Professor of English Ken Hammes began the Mexican food tradition 11 years ago at Mi Ranchito when he took his daughter and a student there to eat. For the past five years, seven of the men from the department had faithfully attended the luncheon.
“It’s the anticipation,” Michael Claxton, associate professor of English, said. “It’s like Christmas morning; you spend weeks thinking about it. Every Thursday at about 9:00, I start dreaming of the chips and the sauce and the camaraderie. Most of the fun is talking about how much we’re going to eat on the way there. We never can eat as much as we talk about, but it’s kind of trash talk. We’re all really good friends.
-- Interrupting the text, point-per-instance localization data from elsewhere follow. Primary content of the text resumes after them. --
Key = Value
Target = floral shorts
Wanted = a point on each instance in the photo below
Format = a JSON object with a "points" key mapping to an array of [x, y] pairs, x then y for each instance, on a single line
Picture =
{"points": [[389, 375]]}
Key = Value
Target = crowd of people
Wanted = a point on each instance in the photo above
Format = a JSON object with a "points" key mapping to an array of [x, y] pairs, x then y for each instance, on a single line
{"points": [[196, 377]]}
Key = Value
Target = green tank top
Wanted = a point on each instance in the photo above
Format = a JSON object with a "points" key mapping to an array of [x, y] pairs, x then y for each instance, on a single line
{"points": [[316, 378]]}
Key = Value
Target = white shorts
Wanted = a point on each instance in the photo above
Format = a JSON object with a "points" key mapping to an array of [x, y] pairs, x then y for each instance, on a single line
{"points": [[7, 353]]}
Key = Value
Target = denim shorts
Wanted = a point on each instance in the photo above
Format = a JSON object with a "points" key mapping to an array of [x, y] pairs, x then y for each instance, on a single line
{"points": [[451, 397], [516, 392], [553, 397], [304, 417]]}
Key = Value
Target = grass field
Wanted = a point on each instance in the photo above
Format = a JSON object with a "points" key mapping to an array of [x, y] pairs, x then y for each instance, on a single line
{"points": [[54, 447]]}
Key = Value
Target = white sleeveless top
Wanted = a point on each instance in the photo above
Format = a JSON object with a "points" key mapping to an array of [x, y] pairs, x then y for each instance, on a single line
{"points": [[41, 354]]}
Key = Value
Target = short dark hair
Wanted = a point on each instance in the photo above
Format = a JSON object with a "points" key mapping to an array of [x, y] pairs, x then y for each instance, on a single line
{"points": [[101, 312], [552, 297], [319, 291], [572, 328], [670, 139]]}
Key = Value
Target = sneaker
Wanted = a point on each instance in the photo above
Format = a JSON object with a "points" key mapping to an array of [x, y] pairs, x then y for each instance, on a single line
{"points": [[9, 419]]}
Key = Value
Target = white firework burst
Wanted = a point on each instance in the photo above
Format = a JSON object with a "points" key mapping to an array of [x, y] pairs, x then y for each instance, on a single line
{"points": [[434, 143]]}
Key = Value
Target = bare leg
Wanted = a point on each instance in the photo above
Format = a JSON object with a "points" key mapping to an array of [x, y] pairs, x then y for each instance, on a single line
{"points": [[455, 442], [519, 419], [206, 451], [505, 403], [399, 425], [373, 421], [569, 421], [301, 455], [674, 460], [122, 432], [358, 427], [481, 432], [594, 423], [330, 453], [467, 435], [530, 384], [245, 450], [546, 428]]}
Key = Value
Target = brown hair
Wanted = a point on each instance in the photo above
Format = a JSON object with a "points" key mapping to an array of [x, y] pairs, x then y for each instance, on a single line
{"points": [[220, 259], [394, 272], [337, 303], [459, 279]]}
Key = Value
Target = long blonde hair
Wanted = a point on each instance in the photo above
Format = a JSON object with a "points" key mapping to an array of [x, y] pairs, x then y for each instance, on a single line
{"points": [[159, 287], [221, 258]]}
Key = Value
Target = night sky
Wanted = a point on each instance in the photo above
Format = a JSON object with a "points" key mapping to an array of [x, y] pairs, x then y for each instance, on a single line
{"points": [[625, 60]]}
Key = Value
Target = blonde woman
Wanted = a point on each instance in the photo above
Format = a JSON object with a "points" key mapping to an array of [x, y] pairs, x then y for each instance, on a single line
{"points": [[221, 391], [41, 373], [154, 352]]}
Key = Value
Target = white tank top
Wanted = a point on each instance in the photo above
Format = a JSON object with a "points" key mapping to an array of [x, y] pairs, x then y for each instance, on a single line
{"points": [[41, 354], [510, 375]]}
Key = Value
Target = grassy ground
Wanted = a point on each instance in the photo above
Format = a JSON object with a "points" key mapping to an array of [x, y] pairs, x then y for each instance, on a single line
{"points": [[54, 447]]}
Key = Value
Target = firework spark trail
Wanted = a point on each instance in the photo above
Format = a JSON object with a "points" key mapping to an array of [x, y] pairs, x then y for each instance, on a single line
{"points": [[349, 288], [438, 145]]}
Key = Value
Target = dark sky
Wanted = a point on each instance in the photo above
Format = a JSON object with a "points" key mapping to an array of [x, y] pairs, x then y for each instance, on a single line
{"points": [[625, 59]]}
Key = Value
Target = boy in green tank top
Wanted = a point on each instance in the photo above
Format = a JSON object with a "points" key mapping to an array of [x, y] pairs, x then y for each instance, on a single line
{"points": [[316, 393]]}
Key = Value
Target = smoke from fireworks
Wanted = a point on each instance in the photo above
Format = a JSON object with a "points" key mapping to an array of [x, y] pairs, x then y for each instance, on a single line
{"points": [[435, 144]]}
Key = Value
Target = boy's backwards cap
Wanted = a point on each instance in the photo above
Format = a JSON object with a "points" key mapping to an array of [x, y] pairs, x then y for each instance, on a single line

We know each other way too well, so we know how to entertain each other.”
It came as no surprise that lunches attended by these English professors were packed full of funny stories, literary humor and memorable moments.
“I don’t remember what possessed Dr. Claxton to do this, but one time after we ate, he thought he would just vault over a rail and he did,” Larry Hunt, associate professor of English, said. “When he came down, his foot hit one of the parking lot concrete blocks and he fell. It was one of those slow motion kinds of falls. I had time to do something, but my brain just didn’t engage. So [I] just had to watch him go down. He didn’t get hurt, but it was very funny.”
The faculty agreed that the lunches provided a welcomed time to bond outside of the office, allowing them to express themselves honestly through good times and bad.
“We’ve been there for each other when there have been deaths in our families and things like that,” Claxton said. “So it’s not all just fun. I feel that these are my best friends. There used to be a guy named James Benge, who was a part of the group, but he took a teaching job out of state. He sometimes emails us funny things he has read and that he thinks we should talk about at lunch. He tries to stay a part of it. It never leaves you. You’re always a part of the Pueblito gang.”
Between poking fun at each other’s quirks and stuffing their mouths as quickly as possible, these men had learned over the years what blessings such friendships bring.
“We have become genuine friends, all of us,” Heath Carpenter, instructor of English, said. “Putting your feet under the table with someone always sort of changes your relationship with them. You start dipping those chips and filling you belly with dense cheese-filled substance, and it makes guys who get up in front of classes and are experts in their fields like little girls at a sleepover. Things that were kind of funny become really funny, and the things that were really funny become hilarious. You start laughing at things that aren’t really funny and crying over it. You’re making fun of each other like teenagers. That’s every Thursday.”